Capacitors are small energy storage devices that will help to smooth out those fluctuations.
There are two basic types of capacitors. You have large electrolytic capacitors, which are used for heavy duty bulk filtering. These have large capacitance values, and they look like little tin cans, because you can basically think of them as kind of an electrical fruit roll-up. They have two metal foil sheets with a bunch of goo (the electrolyte) between them, and the whole thing is rolled up and shoved into a metal case. Electrolytic capacitors are great for high capacitance value, but at high frequencies they suck. So for higher frequencies, we use chip capacitors or small ceramic capacitors (mostly chip capacitors these days). Often in power supplies you will have big electrolytic capacitors paralleled with small chip or ceramic capacitors. The electrolytics do the bulk filtering, and the smaller capacitors do the high frequency stability.
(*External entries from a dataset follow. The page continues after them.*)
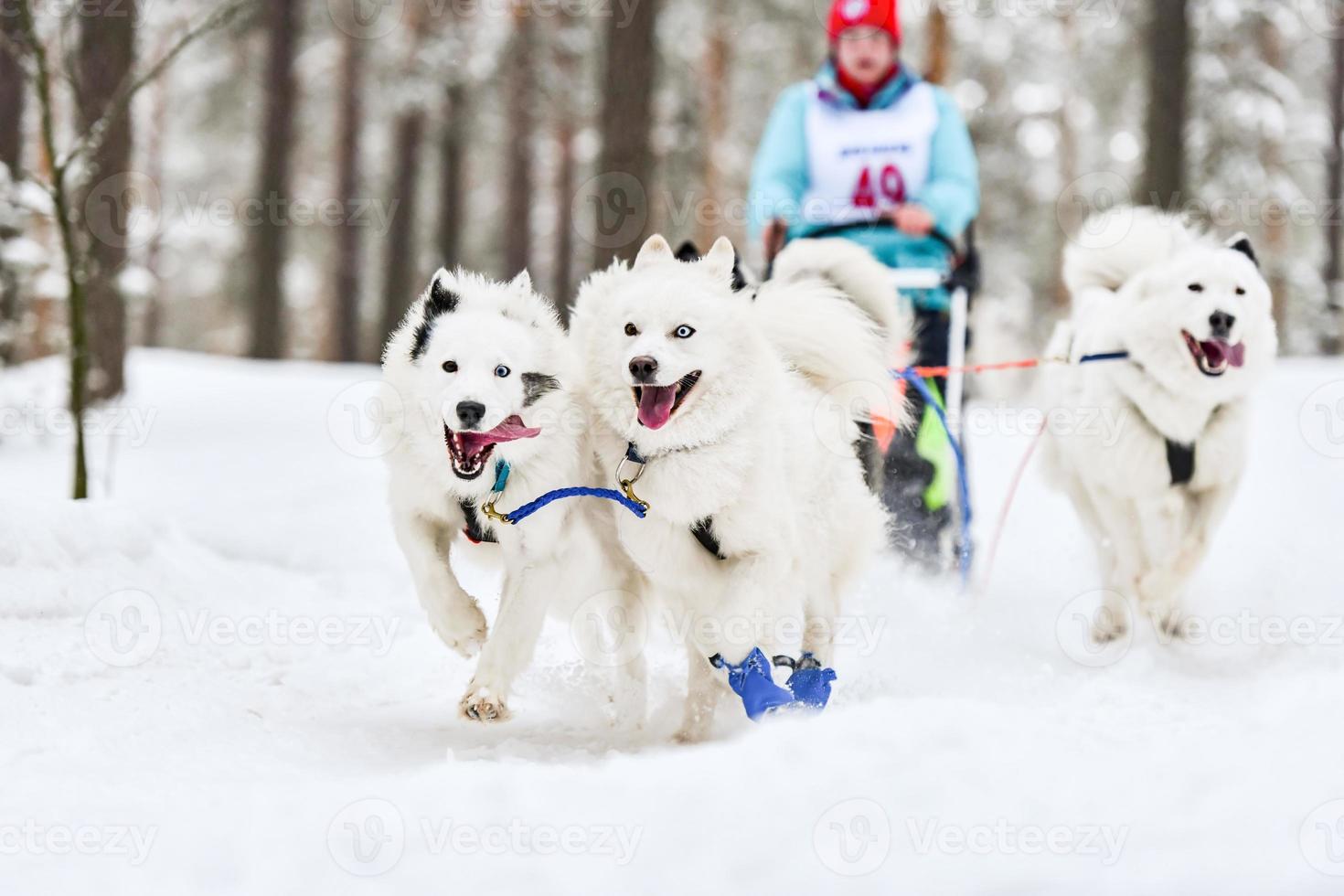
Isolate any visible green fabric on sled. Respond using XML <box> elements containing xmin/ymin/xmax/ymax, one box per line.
<box><xmin>915</xmin><ymin>380</ymin><xmax>957</xmax><ymax>510</ymax></box>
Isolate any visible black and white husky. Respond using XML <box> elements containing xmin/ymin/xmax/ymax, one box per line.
<box><xmin>1046</xmin><ymin>208</ymin><xmax>1278</xmax><ymax>641</ymax></box>
<box><xmin>383</xmin><ymin>270</ymin><xmax>617</xmax><ymax>721</ymax></box>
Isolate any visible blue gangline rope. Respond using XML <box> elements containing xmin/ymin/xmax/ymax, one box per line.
<box><xmin>504</xmin><ymin>486</ymin><xmax>648</xmax><ymax>525</ymax></box>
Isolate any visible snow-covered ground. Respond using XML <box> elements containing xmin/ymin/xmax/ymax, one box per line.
<box><xmin>0</xmin><ymin>352</ymin><xmax>1344</xmax><ymax>895</ymax></box>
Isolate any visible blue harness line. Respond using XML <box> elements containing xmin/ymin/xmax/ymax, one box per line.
<box><xmin>891</xmin><ymin>352</ymin><xmax>1129</xmax><ymax>587</ymax></box>
<box><xmin>481</xmin><ymin>461</ymin><xmax>648</xmax><ymax>525</ymax></box>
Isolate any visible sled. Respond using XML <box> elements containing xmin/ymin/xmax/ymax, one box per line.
<box><xmin>767</xmin><ymin>221</ymin><xmax>980</xmax><ymax>578</ymax></box>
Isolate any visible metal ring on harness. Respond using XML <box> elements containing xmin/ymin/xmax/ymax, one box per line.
<box><xmin>615</xmin><ymin>444</ymin><xmax>649</xmax><ymax>512</ymax></box>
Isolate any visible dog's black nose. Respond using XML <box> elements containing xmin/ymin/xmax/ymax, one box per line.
<box><xmin>457</xmin><ymin>401</ymin><xmax>485</xmax><ymax>430</ymax></box>
<box><xmin>1209</xmin><ymin>312</ymin><xmax>1236</xmax><ymax>338</ymax></box>
<box><xmin>630</xmin><ymin>355</ymin><xmax>658</xmax><ymax>383</ymax></box>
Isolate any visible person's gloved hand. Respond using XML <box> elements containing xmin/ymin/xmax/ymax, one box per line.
<box><xmin>887</xmin><ymin>203</ymin><xmax>937</xmax><ymax>237</ymax></box>
<box><xmin>761</xmin><ymin>218</ymin><xmax>789</xmax><ymax>264</ymax></box>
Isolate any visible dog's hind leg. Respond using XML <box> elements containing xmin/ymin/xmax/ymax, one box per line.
<box><xmin>461</xmin><ymin>559</ymin><xmax>550</xmax><ymax>721</ymax></box>
<box><xmin>1070</xmin><ymin>481</ymin><xmax>1144</xmax><ymax>644</ymax></box>
<box><xmin>672</xmin><ymin>638</ymin><xmax>726</xmax><ymax>744</ymax></box>
<box><xmin>1138</xmin><ymin>482</ymin><xmax>1236</xmax><ymax>639</ymax></box>
<box><xmin>392</xmin><ymin>512</ymin><xmax>485</xmax><ymax>656</ymax></box>
<box><xmin>569</xmin><ymin>583</ymin><xmax>649</xmax><ymax>731</ymax></box>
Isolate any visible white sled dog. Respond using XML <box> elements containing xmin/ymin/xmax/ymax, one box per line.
<box><xmin>383</xmin><ymin>270</ymin><xmax>620</xmax><ymax>721</ymax></box>
<box><xmin>571</xmin><ymin>237</ymin><xmax>903</xmax><ymax>741</ymax></box>
<box><xmin>1046</xmin><ymin>208</ymin><xmax>1278</xmax><ymax>642</ymax></box>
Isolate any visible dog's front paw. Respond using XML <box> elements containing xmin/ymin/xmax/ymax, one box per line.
<box><xmin>429</xmin><ymin>601</ymin><xmax>486</xmax><ymax>659</ymax></box>
<box><xmin>1092</xmin><ymin>606</ymin><xmax>1129</xmax><ymax>645</ymax></box>
<box><xmin>458</xmin><ymin>681</ymin><xmax>509</xmax><ymax>722</ymax></box>
<box><xmin>1153</xmin><ymin>610</ymin><xmax>1189</xmax><ymax>642</ymax></box>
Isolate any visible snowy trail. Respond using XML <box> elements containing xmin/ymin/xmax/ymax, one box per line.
<box><xmin>0</xmin><ymin>352</ymin><xmax>1344</xmax><ymax>895</ymax></box>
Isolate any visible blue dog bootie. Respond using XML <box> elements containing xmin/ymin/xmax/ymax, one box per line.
<box><xmin>774</xmin><ymin>653</ymin><xmax>836</xmax><ymax>712</ymax></box>
<box><xmin>709</xmin><ymin>647</ymin><xmax>795</xmax><ymax>721</ymax></box>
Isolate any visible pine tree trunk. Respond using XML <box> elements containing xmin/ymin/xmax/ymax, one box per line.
<box><xmin>0</xmin><ymin>12</ymin><xmax>27</xmax><ymax>178</ymax></box>
<box><xmin>1256</xmin><ymin>16</ymin><xmax>1292</xmax><ymax>348</ymax></box>
<box><xmin>140</xmin><ymin>47</ymin><xmax>171</xmax><ymax>348</ymax></box>
<box><xmin>594</xmin><ymin>0</ymin><xmax>661</xmax><ymax>267</ymax></box>
<box><xmin>1033</xmin><ymin>9</ymin><xmax>1083</xmax><ymax>311</ymax></box>
<box><xmin>695</xmin><ymin>4</ymin><xmax>732</xmax><ymax>251</ymax></box>
<box><xmin>250</xmin><ymin>0</ymin><xmax>303</xmax><ymax>358</ymax></box>
<box><xmin>1321</xmin><ymin>22</ymin><xmax>1344</xmax><ymax>355</ymax></box>
<box><xmin>438</xmin><ymin>82</ymin><xmax>468</xmax><ymax>270</ymax></box>
<box><xmin>551</xmin><ymin>27</ymin><xmax>581</xmax><ymax>320</ymax></box>
<box><xmin>375</xmin><ymin>106</ymin><xmax>427</xmax><ymax>357</ymax></box>
<box><xmin>328</xmin><ymin>34</ymin><xmax>364</xmax><ymax>361</ymax></box>
<box><xmin>924</xmin><ymin>4</ymin><xmax>951</xmax><ymax>85</ymax></box>
<box><xmin>1140</xmin><ymin>0</ymin><xmax>1190</xmax><ymax>208</ymax></box>
<box><xmin>77</xmin><ymin>0</ymin><xmax>137</xmax><ymax>400</ymax></box>
<box><xmin>0</xmin><ymin>8</ymin><xmax>27</xmax><ymax>364</ymax></box>
<box><xmin>504</xmin><ymin>3</ymin><xmax>537</xmax><ymax>277</ymax></box>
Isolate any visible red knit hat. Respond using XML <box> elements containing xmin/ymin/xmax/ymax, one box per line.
<box><xmin>827</xmin><ymin>0</ymin><xmax>901</xmax><ymax>43</ymax></box>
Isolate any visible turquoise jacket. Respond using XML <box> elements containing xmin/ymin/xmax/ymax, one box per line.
<box><xmin>747</xmin><ymin>62</ymin><xmax>980</xmax><ymax>309</ymax></box>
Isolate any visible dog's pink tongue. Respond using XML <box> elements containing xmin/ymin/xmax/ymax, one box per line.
<box><xmin>1199</xmin><ymin>340</ymin><xmax>1227</xmax><ymax>367</ymax></box>
<box><xmin>461</xmin><ymin>414</ymin><xmax>541</xmax><ymax>455</ymax></box>
<box><xmin>640</xmin><ymin>386</ymin><xmax>676</xmax><ymax>430</ymax></box>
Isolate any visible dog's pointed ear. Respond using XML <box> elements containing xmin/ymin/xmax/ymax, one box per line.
<box><xmin>704</xmin><ymin>237</ymin><xmax>738</xmax><ymax>280</ymax></box>
<box><xmin>676</xmin><ymin>240</ymin><xmax>700</xmax><ymax>262</ymax></box>
<box><xmin>1227</xmin><ymin>234</ymin><xmax>1259</xmax><ymax>267</ymax></box>
<box><xmin>508</xmin><ymin>267</ymin><xmax>532</xmax><ymax>293</ymax></box>
<box><xmin>635</xmin><ymin>234</ymin><xmax>676</xmax><ymax>270</ymax></box>
<box><xmin>425</xmin><ymin>267</ymin><xmax>461</xmax><ymax>317</ymax></box>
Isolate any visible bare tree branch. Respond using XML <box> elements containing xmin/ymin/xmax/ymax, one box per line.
<box><xmin>57</xmin><ymin>0</ymin><xmax>261</xmax><ymax>172</ymax></box>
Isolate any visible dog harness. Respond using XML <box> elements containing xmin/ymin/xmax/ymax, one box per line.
<box><xmin>615</xmin><ymin>442</ymin><xmax>729</xmax><ymax>560</ymax></box>
<box><xmin>458</xmin><ymin>461</ymin><xmax>649</xmax><ymax>544</ymax></box>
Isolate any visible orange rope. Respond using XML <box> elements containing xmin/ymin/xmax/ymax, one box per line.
<box><xmin>910</xmin><ymin>357</ymin><xmax>1046</xmax><ymax>378</ymax></box>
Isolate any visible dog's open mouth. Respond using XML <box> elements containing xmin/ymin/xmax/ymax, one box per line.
<box><xmin>630</xmin><ymin>371</ymin><xmax>700</xmax><ymax>430</ymax></box>
<box><xmin>443</xmin><ymin>414</ymin><xmax>541</xmax><ymax>480</ymax></box>
<box><xmin>1180</xmin><ymin>330</ymin><xmax>1246</xmax><ymax>376</ymax></box>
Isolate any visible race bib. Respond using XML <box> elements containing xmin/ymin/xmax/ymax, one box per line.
<box><xmin>803</xmin><ymin>83</ymin><xmax>938</xmax><ymax>223</ymax></box>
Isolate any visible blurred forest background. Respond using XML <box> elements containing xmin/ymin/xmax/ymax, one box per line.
<box><xmin>0</xmin><ymin>0</ymin><xmax>1344</xmax><ymax>399</ymax></box>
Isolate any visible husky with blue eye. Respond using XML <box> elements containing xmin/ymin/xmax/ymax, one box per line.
<box><xmin>572</xmin><ymin>237</ymin><xmax>903</xmax><ymax>741</ymax></box>
<box><xmin>1044</xmin><ymin>208</ymin><xmax>1278</xmax><ymax>642</ymax></box>
<box><xmin>383</xmin><ymin>270</ymin><xmax>638</xmax><ymax>721</ymax></box>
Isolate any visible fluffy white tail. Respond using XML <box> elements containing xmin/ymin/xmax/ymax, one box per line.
<box><xmin>755</xmin><ymin>280</ymin><xmax>904</xmax><ymax>423</ymax></box>
<box><xmin>772</xmin><ymin>240</ymin><xmax>912</xmax><ymax>358</ymax></box>
<box><xmin>1064</xmin><ymin>207</ymin><xmax>1200</xmax><ymax>295</ymax></box>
In order to keep the power supply stable at each integrated circuit, I personally (as well as many other electronics designers) will just out of habit put a small capacitor between the positive and negative voltages right at the chip, keeping the circuit traces very short.
Sometimes you’ll put a resistor across the power supply to give capacitors (and maybe inductors or relays if you have any) a place to dump their stored energy once the power is shut off. Otherwise that stored energy can go elsewhere in the circuit, possibly somewhere bad. Often instead of just a simple resistor you’ll have a reverse biased diode in series with a resistor. The advantage of this is that no current is being wasted heating up the resistor while the power is on.
Similarly, high voltage circuits will often have bleeder resistors across energy storage devices, for similar reasons. Old cathode ray type televisions usually had bleeder resistors on the tube, and microwave ovens usually have a bleeder resistor across the big capacitors. Once the power is shut off, the energy in the capacitors gets turned into heat in the resistors. Without the resistors, those capacitors can store energy for quite some time, and could give you a nasty shock if you were to open up the microwave oven and touch them.
For AC circuits, you also have what is called a Metal Oxide Varistor, or MOV. Sometimes you’ll have these in DC circuits for similar reasons. An MOV has a fairly high resistance until you exceed its turn-on voltage, at which point its resistance drops significantly. The point of using these on power supplies is to clamp down on any over-voltages, thus suppressing electrical spikes by shorting them out quickly. The MOV is often destroyed when this happens, but the idea is you kill the MOV so that the circuit it is protecting survives.